Public health students would be precepted by a licensed PH social worker or PH registered nurse and the following population health management and patient health education/interventions conducted: 1) advising smokers to quit, then discussing smoking cessation medication and strategies; 2) administering influenza and pneumovax vaccines; and 3) verifying that medication reconciliation was completed upon or within 30 days of hospital discharge.[86] Occupational therapy provided support for older adults experiencing physical and cognitive changes, often as a result of a recent hospitalization.[87] OT and PT students may offer exercise assistance, companionship for walking, or other activities to improve physical health and fitness and improve ability to perform both ADLs and IADLs.

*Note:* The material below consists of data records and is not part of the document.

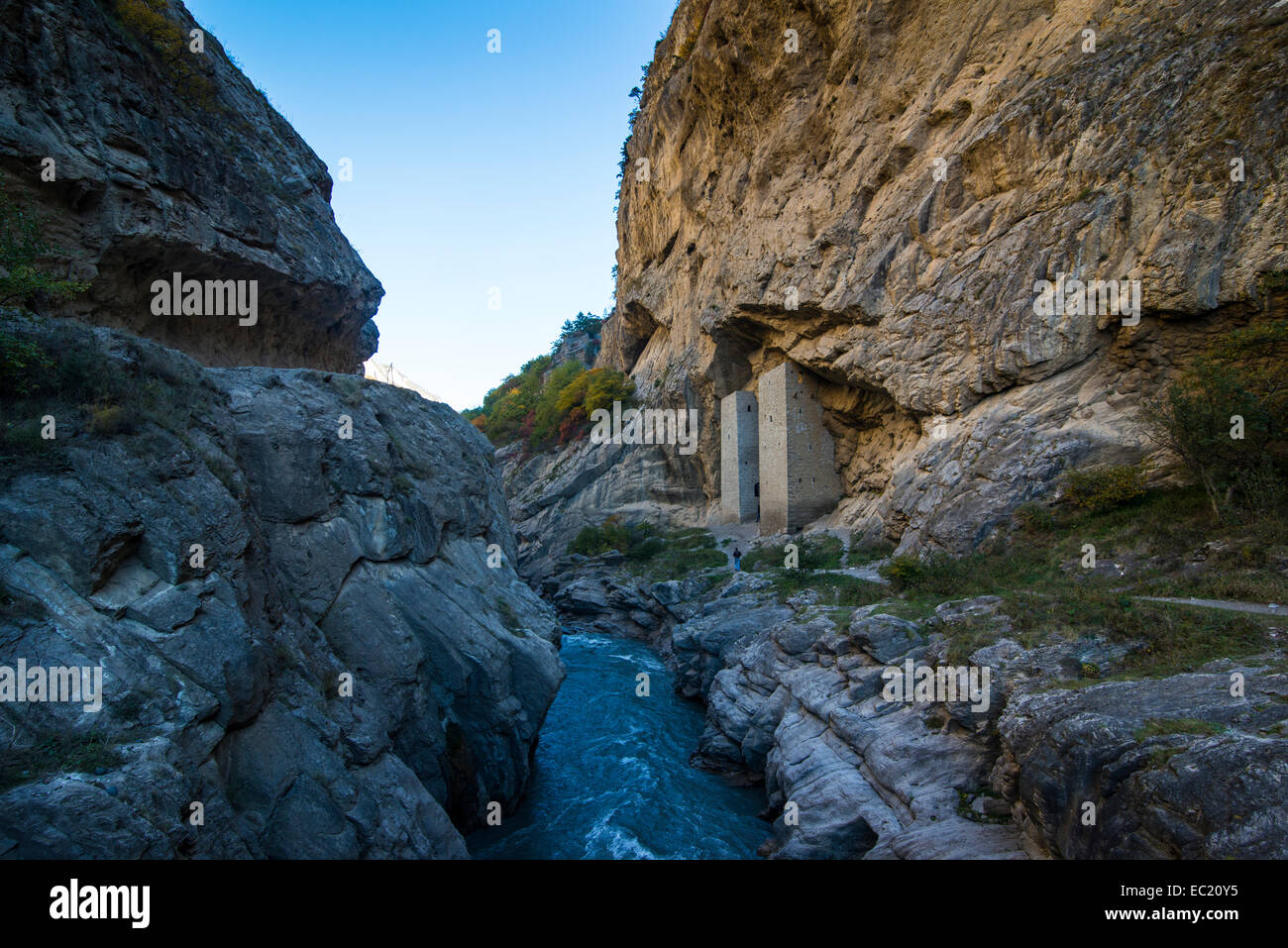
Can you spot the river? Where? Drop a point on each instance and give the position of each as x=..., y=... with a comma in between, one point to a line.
x=612, y=779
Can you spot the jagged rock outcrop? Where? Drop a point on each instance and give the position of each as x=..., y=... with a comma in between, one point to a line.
x=876, y=202
x=1180, y=768
x=170, y=161
x=553, y=494
x=322, y=557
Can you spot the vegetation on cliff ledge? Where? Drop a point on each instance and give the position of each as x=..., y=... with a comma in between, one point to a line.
x=549, y=403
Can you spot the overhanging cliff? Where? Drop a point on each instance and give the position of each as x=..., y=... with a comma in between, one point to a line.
x=166, y=159
x=872, y=189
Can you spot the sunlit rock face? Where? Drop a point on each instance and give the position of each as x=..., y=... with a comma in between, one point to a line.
x=181, y=165
x=879, y=205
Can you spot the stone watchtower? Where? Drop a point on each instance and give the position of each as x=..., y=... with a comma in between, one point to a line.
x=798, y=458
x=739, y=458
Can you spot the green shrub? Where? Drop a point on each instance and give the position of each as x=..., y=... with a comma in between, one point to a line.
x=822, y=552
x=862, y=553
x=25, y=366
x=22, y=245
x=1034, y=518
x=1107, y=488
x=1244, y=375
x=188, y=72
x=903, y=572
x=110, y=419
x=545, y=407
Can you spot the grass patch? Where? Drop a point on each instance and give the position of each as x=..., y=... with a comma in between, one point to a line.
x=652, y=552
x=59, y=369
x=818, y=552
x=832, y=588
x=64, y=754
x=1047, y=595
x=1162, y=727
x=862, y=554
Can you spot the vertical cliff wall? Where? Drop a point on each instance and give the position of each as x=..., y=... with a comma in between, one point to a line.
x=167, y=159
x=871, y=189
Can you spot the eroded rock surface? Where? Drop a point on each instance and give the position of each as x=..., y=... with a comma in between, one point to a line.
x=170, y=161
x=321, y=557
x=877, y=205
x=795, y=698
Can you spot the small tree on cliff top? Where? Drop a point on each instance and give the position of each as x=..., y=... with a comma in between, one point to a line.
x=1225, y=417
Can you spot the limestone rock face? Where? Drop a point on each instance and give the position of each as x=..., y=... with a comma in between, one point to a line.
x=877, y=202
x=1176, y=768
x=159, y=171
x=323, y=559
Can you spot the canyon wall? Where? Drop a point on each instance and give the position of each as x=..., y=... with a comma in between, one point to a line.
x=297, y=583
x=870, y=189
x=166, y=159
x=344, y=669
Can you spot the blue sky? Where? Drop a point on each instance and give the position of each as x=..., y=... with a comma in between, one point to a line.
x=471, y=170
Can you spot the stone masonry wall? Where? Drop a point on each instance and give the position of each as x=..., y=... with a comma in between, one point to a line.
x=798, y=473
x=739, y=460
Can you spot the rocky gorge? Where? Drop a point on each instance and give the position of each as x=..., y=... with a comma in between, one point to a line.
x=329, y=612
x=294, y=584
x=793, y=685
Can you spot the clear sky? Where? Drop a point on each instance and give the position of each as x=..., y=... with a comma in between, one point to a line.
x=471, y=170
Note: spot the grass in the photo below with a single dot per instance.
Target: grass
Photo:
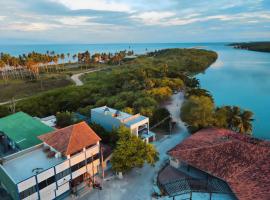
(21, 88)
(25, 88)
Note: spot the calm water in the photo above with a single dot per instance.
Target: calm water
(238, 77)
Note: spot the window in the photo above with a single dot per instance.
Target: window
(62, 174)
(46, 182)
(95, 157)
(78, 166)
(88, 147)
(28, 192)
(77, 152)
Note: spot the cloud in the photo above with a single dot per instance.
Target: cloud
(153, 17)
(134, 21)
(103, 5)
(75, 20)
(171, 19)
(28, 27)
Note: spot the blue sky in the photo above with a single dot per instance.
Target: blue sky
(112, 21)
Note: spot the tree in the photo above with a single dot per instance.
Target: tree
(64, 119)
(234, 118)
(131, 152)
(246, 122)
(197, 112)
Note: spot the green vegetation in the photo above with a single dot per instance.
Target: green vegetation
(23, 88)
(200, 112)
(253, 46)
(137, 86)
(64, 119)
(131, 152)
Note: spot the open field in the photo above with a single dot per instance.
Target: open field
(18, 88)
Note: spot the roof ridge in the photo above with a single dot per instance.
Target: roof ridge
(204, 147)
(252, 165)
(72, 128)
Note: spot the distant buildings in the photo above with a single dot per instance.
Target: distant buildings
(218, 161)
(51, 165)
(110, 118)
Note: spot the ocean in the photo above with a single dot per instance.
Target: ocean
(239, 77)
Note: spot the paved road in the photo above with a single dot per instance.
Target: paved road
(76, 77)
(137, 185)
(7, 102)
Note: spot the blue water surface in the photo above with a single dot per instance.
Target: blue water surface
(239, 77)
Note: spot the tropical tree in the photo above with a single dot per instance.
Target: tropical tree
(246, 122)
(64, 119)
(198, 112)
(131, 152)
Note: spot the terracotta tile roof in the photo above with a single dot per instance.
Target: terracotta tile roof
(243, 162)
(71, 139)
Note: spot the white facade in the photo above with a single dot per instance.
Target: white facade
(57, 180)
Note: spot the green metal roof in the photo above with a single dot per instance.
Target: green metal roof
(23, 129)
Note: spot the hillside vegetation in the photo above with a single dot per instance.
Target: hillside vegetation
(139, 85)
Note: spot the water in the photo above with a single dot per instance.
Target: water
(239, 77)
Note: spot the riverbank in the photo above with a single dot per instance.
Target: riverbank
(253, 46)
(241, 78)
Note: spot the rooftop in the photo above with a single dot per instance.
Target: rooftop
(22, 165)
(23, 129)
(241, 161)
(71, 139)
(125, 118)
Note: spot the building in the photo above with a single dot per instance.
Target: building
(19, 131)
(49, 121)
(66, 160)
(110, 118)
(221, 156)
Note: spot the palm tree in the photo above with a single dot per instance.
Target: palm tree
(246, 122)
(2, 65)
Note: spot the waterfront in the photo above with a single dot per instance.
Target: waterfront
(239, 77)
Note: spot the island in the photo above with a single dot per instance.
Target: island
(252, 46)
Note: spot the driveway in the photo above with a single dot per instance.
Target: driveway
(137, 185)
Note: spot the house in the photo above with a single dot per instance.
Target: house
(217, 157)
(19, 131)
(67, 159)
(110, 118)
(49, 121)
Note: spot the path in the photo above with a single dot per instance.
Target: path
(74, 77)
(137, 185)
(8, 102)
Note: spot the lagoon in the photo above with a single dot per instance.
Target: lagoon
(239, 77)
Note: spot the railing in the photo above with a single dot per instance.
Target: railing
(188, 185)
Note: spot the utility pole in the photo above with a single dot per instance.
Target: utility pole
(12, 106)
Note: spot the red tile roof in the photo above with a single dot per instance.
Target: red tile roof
(71, 139)
(243, 162)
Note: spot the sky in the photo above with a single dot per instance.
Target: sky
(133, 21)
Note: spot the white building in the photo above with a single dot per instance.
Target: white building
(66, 159)
(110, 118)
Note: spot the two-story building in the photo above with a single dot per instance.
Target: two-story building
(110, 118)
(66, 159)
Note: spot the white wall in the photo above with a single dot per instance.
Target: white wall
(26, 184)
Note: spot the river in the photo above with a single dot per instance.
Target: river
(239, 77)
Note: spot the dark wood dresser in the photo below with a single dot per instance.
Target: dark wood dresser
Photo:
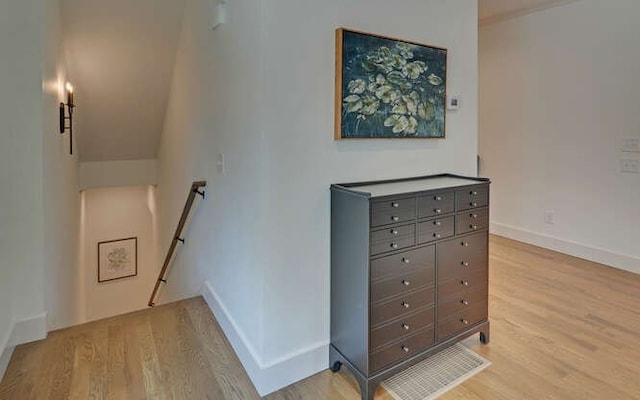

Some key assumptions are that the PPACA sets the policy platform for CMS to offer payment incentives when quality indicators such as reduced 30-day readmission rates are met. Additionally, the professional programs in higher education would have to require three service- learning credits as part of their curriculum to supply the labor force. Also, hospital and school administrators would need to be amenable to having precepted students carry out the program tasks. Assuming that enough licensed preceptors are available to supervise the students, many of their precepted services could potentially be billed through private pay, Medicaid, and Medicare insurances. With tuition funds covering some administrative and supervisory fees, the transportation, telecommunication, and other related costs would need to be funded through a combination of higher-education service-learning grants and insurance billing. In a teaching hospital setting, assumptions that students will be a part of some component of a patient’s care are made.


Some potential barriers to a program such as this are the same as what the assumptions are based on – having enough money and personnel to run the program. Another potential barrier could be having “students” performing many of these tasks and having the patients and their caregivers perceive less than adequately trained or experienced personnel are “practicing” on them. Feeling like a “guinea pig” or “training ground” can make many patients and their families feel uncomfortable. If this barrier is realized early on in the process evaluation, then administration will need to staff additional licensed personnel to make face-to-face contacts with the patients ahead of, or in tandem with, the students.


Grant funding opportunities exist with several non-profit organizations and trusts that support service learning in higher education innovations, and an additional start-up funding option would be for the hospital-system-based Medicare ACOs and the State Medicaid ACO to support this type of innovation in collaboration with the Iowa Board of Regents.


If nothing else, a demonstration project in one area of Iowa could give important feedback on whether or not such a program could be successfully implemented and create a win-win-win situation for the state’s budget, the patients who want to “age in place,” and the students who would gain valuable real-world experience to help them secure paying positions in our expanding health care sector of the economy. This is a good idea whose time has come. It deserves a try by our politicians and health care educators and administrators.